Album Nummer vier für die Metaller aus Berlin – trotz dieser Tatsache habe ich bis dato von THUNDER AND LIGHTNING noch nichts gehört. Frevel, so viel kann ich schon einmal verraten. Denn mit „In Charge Of The Scythe“ kann der Fünfer aus der Hauptstadt auf eine CD verweisen, die von A bis Z dem Underground entwachsen ist, die in jeder Faser nur so von Professionalität strotzt und die so manch „großer“ Produktion die Schamesröte ins Gesicht pressen sollte. Es mag sein, dass ich mit der Bezeichnung „Underground“ schon daneben liege, denn die Frage ist berechtigt, ob es in Zeiten digitaler Aufnahmetechnik diesen Raum überhaupt noch gibt – oder ob der Markstein nicht viel eher das Vermarktungsbudget ist. Nun gut, Reflexionen beiseite; so oder so ist „In Charge Of The Scythe“ ein beinhartes und unterhaltsames Stück Heavy Metal geworden.
Mit „Booster Shot“ steigt das Quintett enorm knallend in die insgesamt elf Songs umfassende Scheibe ein. Ein gelungener Opener, der direkt nach vorne geht und eine ausgewogene Mischung aus Härte und eingängigen Melodiebögen bietet. Genau diese Schnittstelle ist das strukturgebende Prinzip der gesamten CD geworden. THUNDER AND LIGHTNING bewegen sich elegant zwischen wuchtigem Schlagzeug und hämmernden Riffs, die in oftmals getragene, beinahe schon nachdenkliche, auf alle Fälle aber sehr eingängige Refrains münden. Diese Refrains stellen sozusagen die Kontraparts der Strophen dar. In diesen nimmt die Band Tempo und Härte raus und schafft sich somit Raum, um ihre häufig sehr gelungenen Gesangsspuren voll zur Geltung zu bringen. In den Stücken „The Unborn Truth“, „Wheel Of Life“, „The Last Ride“ sowie „Torn In Two“ geht diese Mischung bestens auf – zusammen mit dem Opener macht das fünf Volltreffer hintereinander. Not bad.

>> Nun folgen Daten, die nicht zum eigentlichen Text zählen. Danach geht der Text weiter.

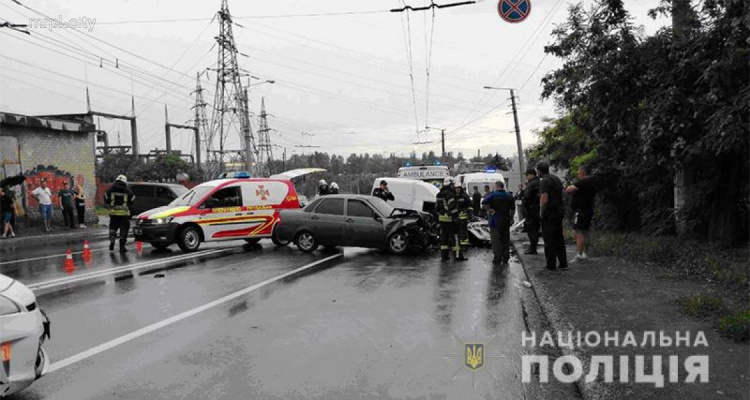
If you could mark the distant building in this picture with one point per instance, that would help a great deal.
(56, 148)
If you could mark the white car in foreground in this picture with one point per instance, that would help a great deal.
(23, 330)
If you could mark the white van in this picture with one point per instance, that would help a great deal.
(480, 179)
(410, 194)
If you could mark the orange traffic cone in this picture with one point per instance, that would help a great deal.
(86, 253)
(69, 266)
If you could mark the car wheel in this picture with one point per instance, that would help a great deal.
(277, 240)
(160, 245)
(189, 239)
(306, 242)
(397, 243)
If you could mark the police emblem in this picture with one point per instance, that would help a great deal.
(262, 192)
(474, 355)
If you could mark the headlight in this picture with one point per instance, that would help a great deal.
(8, 307)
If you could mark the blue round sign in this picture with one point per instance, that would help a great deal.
(514, 11)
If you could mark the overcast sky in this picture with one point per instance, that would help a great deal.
(343, 79)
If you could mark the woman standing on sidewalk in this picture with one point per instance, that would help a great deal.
(7, 207)
(80, 199)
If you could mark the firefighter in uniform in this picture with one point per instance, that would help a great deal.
(463, 208)
(119, 199)
(446, 207)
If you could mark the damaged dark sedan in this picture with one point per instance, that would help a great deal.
(357, 221)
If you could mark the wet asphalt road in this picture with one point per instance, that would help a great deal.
(374, 326)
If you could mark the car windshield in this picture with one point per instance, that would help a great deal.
(192, 197)
(382, 207)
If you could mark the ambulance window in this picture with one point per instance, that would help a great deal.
(226, 197)
(331, 206)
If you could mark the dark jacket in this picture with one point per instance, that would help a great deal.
(500, 201)
(531, 198)
(119, 199)
(383, 194)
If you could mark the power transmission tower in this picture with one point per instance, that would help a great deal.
(264, 140)
(200, 122)
(230, 98)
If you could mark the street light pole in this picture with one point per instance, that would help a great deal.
(521, 167)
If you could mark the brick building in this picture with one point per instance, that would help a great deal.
(56, 148)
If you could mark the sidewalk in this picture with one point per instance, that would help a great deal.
(611, 295)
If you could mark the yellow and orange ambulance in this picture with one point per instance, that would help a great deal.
(224, 209)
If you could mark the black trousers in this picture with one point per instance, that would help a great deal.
(447, 238)
(500, 238)
(532, 230)
(118, 223)
(68, 217)
(81, 214)
(554, 243)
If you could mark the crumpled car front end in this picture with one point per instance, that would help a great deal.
(24, 327)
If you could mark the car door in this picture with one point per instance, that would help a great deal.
(144, 198)
(221, 215)
(364, 226)
(329, 222)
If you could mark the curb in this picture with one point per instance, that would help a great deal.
(559, 323)
(55, 238)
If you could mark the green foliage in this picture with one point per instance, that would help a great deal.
(702, 306)
(736, 326)
(640, 109)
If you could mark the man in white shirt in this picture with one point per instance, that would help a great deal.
(44, 196)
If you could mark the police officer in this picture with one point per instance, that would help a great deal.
(334, 188)
(119, 199)
(322, 188)
(382, 192)
(446, 208)
(463, 208)
(531, 209)
(501, 208)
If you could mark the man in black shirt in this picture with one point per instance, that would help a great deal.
(531, 209)
(583, 191)
(551, 212)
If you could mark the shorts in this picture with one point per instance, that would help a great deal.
(45, 210)
(582, 220)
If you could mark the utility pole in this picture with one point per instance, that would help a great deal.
(230, 99)
(521, 166)
(201, 130)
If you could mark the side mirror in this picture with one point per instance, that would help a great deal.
(211, 203)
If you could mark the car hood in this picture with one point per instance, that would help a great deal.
(162, 212)
(16, 291)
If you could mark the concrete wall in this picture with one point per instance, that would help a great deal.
(57, 156)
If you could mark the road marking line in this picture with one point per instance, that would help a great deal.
(179, 317)
(52, 256)
(111, 271)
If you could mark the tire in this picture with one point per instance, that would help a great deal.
(189, 239)
(306, 242)
(160, 245)
(398, 243)
(278, 241)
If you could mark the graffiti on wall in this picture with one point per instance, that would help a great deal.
(55, 179)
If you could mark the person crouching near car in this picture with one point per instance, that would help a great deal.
(119, 199)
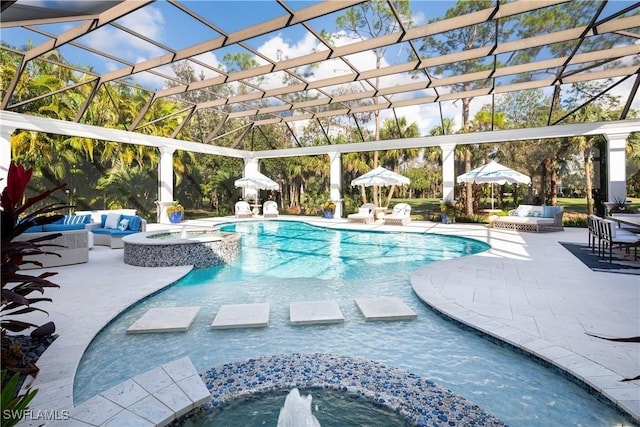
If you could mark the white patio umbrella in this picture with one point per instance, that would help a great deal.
(493, 173)
(380, 177)
(257, 181)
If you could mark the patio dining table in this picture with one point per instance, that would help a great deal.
(632, 221)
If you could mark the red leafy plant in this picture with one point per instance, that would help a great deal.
(19, 290)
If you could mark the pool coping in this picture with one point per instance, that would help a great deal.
(119, 288)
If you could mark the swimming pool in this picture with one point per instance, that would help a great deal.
(282, 262)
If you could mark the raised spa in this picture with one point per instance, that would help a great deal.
(201, 248)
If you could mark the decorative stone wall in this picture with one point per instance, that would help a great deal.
(419, 400)
(213, 248)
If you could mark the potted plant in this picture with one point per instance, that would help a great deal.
(448, 211)
(175, 212)
(329, 208)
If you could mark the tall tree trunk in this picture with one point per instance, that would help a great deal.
(587, 175)
(544, 174)
(467, 154)
(553, 184)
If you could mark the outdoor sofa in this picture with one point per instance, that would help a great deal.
(531, 218)
(72, 244)
(114, 226)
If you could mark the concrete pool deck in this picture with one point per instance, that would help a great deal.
(527, 290)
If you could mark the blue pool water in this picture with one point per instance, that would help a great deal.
(284, 261)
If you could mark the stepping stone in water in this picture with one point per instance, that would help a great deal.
(168, 319)
(385, 308)
(242, 316)
(310, 312)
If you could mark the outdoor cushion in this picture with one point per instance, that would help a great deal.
(135, 222)
(124, 223)
(522, 210)
(112, 220)
(62, 227)
(77, 219)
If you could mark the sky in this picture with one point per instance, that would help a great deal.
(165, 23)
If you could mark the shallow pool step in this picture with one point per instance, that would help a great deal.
(385, 308)
(179, 319)
(314, 312)
(242, 316)
(166, 319)
(154, 398)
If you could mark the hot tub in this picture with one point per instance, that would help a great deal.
(201, 248)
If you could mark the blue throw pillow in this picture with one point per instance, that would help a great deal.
(76, 219)
(135, 222)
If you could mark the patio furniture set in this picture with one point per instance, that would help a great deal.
(400, 215)
(613, 232)
(79, 232)
(530, 218)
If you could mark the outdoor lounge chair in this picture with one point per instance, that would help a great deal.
(270, 209)
(243, 210)
(401, 215)
(364, 214)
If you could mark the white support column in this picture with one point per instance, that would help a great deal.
(5, 153)
(335, 182)
(165, 184)
(616, 166)
(251, 167)
(448, 171)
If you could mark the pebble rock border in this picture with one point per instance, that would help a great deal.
(420, 401)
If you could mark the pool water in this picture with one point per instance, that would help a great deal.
(283, 262)
(330, 407)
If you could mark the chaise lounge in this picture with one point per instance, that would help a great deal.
(270, 209)
(364, 214)
(531, 218)
(401, 215)
(243, 210)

Zudem wechseln THUNDER AND LIGHTNING zwischen verschiedenen Tempi hin und her und bieten neben ordentlich stampfenden Mid-Tempo-Brechern beinahe schon thrashige Parts. Auch semi-balladeske Klänge werden aufgeboten („Two Sons In My Sky“); man ist also redlich um Abwechslung bemüht. Zwar zieht nicht jeder Part, hin und wieder ähneln sich auch die Gesangsspuren ein bisschen zu sehr. Aber unterm Strich darf man das als kosmetische Fehler bezeichnen. Lediglich das Stück „Shadowland“ ist zu lang geraten; hier verliert sich die Band gegen Ende hin in belanglose Wiederholungen. Wie man sich zu der Tatsache positioniert, dass das Stück noch ein Duett mit Sängerin Cora Lee enthält, überlasse ich jedem Hörer selbst. Ich habe nicht den Eindruck, dass der Song durch diesen Zusatz an Substanz gewinnt. Schade, denn auch „Shadowland“ bietet zunächst griffiges Riffing und gut gemachte Melodien.
Ein letztes Wort zu Sänger Norman Dittmar: Der Mann erinnert mich stark an Peavy von Rage, vor allem und gerade in den tieferen, aggressiven Parts. Dieser kraftvolle, sichere Gesang ist in meinen Augen einer der Pluspunkte der Scheibe – wenn man auch das nächste Mal gerne die Passagen weglassen kann, in denen Dittmar in die Kopfstimme fällt (was aber ohnehin nur äußerst selten der Fall ist). Fazit: eine super wuchtige Produktion, die auch schon bei geringer Lautstärke überzeugen kann, eine technisch einwandfreie Darbietung, ein charismatischer Sänger und ein Bündel starker Heavy-Metal-Songs in modernem Gewand. Die paar wenigen Macken, die sich auf „In Charge Of The Scythe“ noch finden lassen, fallen angesichts dieser Aufzählung kaum ins Gewicht.